SAI concepts

Storage-Attached Indexing (SAI) is a highly-scalable, globally-distributed index for DataStax Astra DB (both serverless and classic), and DataStax Enterprise (DSE) databases.

The main advantage of SAI over existing indexes for Cassandra are:

enables vector search for AI applications
shares common index data across multiple indexes on same table
alleviates write-time scalability issues
significantly reduced disk usage
great numeric range performance
zero copy streaming of indexes

In fact, SAI provides the most indexing functionality available for Cassandra. SAI adds column-level indexes to any CQL table column of almost any CQL data type.

SAI enables queries that filter based on:

vector embeddings
AND logic
OR logic (Astra DB)
numeric range
non-variable length numeric types
text type equality
CONTAINs logic (for collections)
tokenized data
row-aware query path
case sensitivity (optional)
unicode normalization (optional)

Advantages

Defining one or more SAI indexes based on any column in a database table subsequently gives you the ability to run performant queries that specify the indexed column. Especially compared to relational databases and complex indexing schemes, SAI makes you more efficient by accelerating your path to developing apps.

SAI is deeply integrated with the storage engine of Cassandra. The SAI functionality indexes the in-memory memtables and the on-disk SSTables as they are written, and resolves the differences between those indexes at read time. Consequently, the design of SAI has very little operational complexity on top of the core database. From snapshot creation, to schema management, to data expiration, SAI integrates tightly with the capabilities and mechanisms that the core database already provides.

SAI is also fully compatible with zero-copy streaming (ZCS). Thus, when you bootstrap or decommission nodes in a cluster, the indexes are fully streamed with the SSTables and not serialized or rebuilt on the receiving node’s end.

At its core, SAI is a filtering engine, and simplifies data modeling and client applications that would otherwise rely heavily on maintaining multiple query-specific tables.

Performance

SAI outperforms any other indexing method available for Cassandra.
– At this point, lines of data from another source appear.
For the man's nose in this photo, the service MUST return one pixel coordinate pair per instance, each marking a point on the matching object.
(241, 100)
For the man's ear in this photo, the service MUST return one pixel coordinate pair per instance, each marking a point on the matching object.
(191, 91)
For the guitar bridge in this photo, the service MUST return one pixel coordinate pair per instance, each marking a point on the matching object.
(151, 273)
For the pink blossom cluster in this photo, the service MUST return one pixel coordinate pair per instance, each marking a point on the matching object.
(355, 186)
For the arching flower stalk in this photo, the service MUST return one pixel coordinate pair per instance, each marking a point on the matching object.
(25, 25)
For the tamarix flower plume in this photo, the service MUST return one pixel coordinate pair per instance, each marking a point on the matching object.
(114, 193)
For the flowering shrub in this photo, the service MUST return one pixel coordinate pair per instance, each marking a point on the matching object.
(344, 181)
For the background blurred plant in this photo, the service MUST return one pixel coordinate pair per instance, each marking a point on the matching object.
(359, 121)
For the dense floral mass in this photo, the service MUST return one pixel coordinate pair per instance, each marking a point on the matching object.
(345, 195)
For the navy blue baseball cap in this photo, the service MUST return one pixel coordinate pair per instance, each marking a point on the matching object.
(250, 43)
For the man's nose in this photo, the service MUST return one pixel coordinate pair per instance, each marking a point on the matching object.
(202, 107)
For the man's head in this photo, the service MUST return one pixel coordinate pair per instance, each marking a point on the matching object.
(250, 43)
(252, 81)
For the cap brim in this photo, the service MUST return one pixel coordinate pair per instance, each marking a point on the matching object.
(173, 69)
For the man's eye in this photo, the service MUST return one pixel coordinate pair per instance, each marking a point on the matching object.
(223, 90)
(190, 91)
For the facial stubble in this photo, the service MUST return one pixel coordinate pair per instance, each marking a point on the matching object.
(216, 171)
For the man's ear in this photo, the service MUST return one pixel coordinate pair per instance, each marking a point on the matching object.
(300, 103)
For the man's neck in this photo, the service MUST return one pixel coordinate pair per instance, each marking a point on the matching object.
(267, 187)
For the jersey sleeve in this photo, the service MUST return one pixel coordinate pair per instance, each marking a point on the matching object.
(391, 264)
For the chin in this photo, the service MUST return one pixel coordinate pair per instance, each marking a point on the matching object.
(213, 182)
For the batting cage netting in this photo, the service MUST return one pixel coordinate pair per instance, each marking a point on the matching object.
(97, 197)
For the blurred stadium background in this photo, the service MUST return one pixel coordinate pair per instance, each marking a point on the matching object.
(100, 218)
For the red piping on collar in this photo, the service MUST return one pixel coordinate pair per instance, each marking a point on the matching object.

SAI provides more functionality than secondary indexing (2i), using a fraction of the disk space, and reducing the total cost of ownership (TCO) for disk, infrastructure, and operations. SAI is also more functional than DataStax DataStax Enterprise (DSE) Search indexing for the same reasons. For write path performance, SAI outperforms both the other indexing methods for throughput (43 for 2i,86% for DSE Search) and significantly outperforms both in latency (230 for 2i, 670% for DSE Search). For read path performance, SAI performs at least as well as both the other indexing methods for throughput and latency.